Adequate narrowing of bladder neck and posterior urethra also helps in prevention of retrograde ejaculation. Two of the adolescent patients had successful ejaculations after the surgery. Semen analysis reported oligospermia with adequate volume and sluggish motility.

The present series provides preliminary evidence that single-stage epispadias reconstruction using partial penile disassembly with double breasting at bladder neck and posterior urethra can achieve urinary continence along with cosmetic parameters of curvature correction avoiding morbidity of multiple procedures. Although our study group was small during a follow-up ranging from 1 to 5 years, none of the patients developed any significant complications and all achieved sustained continence after surgery.
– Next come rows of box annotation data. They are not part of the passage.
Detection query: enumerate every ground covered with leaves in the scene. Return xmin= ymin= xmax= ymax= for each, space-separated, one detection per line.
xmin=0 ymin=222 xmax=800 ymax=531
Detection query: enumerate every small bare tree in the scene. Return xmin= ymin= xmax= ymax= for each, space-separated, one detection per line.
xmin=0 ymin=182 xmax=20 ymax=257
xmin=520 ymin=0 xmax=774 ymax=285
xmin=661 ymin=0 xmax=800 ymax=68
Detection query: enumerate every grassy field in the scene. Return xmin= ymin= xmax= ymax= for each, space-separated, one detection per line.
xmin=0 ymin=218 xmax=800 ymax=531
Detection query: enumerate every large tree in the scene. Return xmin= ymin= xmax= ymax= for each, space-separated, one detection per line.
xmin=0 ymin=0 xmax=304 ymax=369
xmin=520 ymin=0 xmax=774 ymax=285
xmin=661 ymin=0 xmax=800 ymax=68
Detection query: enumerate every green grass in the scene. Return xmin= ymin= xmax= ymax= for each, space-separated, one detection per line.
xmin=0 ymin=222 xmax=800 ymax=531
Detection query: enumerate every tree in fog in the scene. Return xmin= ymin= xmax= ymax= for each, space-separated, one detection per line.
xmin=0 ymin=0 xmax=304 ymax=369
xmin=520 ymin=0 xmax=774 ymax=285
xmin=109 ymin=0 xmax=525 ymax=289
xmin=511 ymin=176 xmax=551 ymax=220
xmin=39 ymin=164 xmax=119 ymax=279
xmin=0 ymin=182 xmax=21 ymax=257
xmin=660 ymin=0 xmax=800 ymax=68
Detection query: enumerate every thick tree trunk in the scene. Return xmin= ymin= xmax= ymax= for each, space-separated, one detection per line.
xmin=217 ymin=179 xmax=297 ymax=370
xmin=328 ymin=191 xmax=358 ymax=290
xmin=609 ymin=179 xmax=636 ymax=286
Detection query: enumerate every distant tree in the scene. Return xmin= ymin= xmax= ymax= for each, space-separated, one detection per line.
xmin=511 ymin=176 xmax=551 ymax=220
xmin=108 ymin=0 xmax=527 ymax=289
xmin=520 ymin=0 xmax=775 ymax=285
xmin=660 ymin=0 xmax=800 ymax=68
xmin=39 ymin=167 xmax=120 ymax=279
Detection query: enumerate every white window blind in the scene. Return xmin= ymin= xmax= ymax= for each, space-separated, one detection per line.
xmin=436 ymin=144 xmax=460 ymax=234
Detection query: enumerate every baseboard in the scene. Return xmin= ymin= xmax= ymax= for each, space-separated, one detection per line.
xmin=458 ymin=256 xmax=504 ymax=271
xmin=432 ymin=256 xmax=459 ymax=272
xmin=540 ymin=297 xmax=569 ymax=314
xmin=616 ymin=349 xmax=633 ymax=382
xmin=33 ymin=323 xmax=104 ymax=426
This is the first study to achieve all the objectives for isolated peno-pubic epispadias surgery through a single stage. The limitations of the study had been small number of cases, retrospective in nature and lack of objective documentation like urethral pressure profile and uroflowmetry.

Conclusion

Double breasting of bladder neck and posterior urethra with sphincteroplasty and partial penile disassembly produces a reliable neourethra, complete chordee correction with emphasis on achievement of continence and near-normal-appearing penile morphology through a single-stage surgery. Mobilization of urethral plate and proximal urethra up to bladder neck helps correction of chordee as well as torsion. Partial penile disassembly keeping the urethra attached to glans distally maintains the dual blood supply of urethra and helps in preventing stricture and fistula. Double breasting of bladder neck and urethra prevents retrograde ejaculation. This small series is a preliminary study and more studies at different centers may authenticate it by reproducing the results.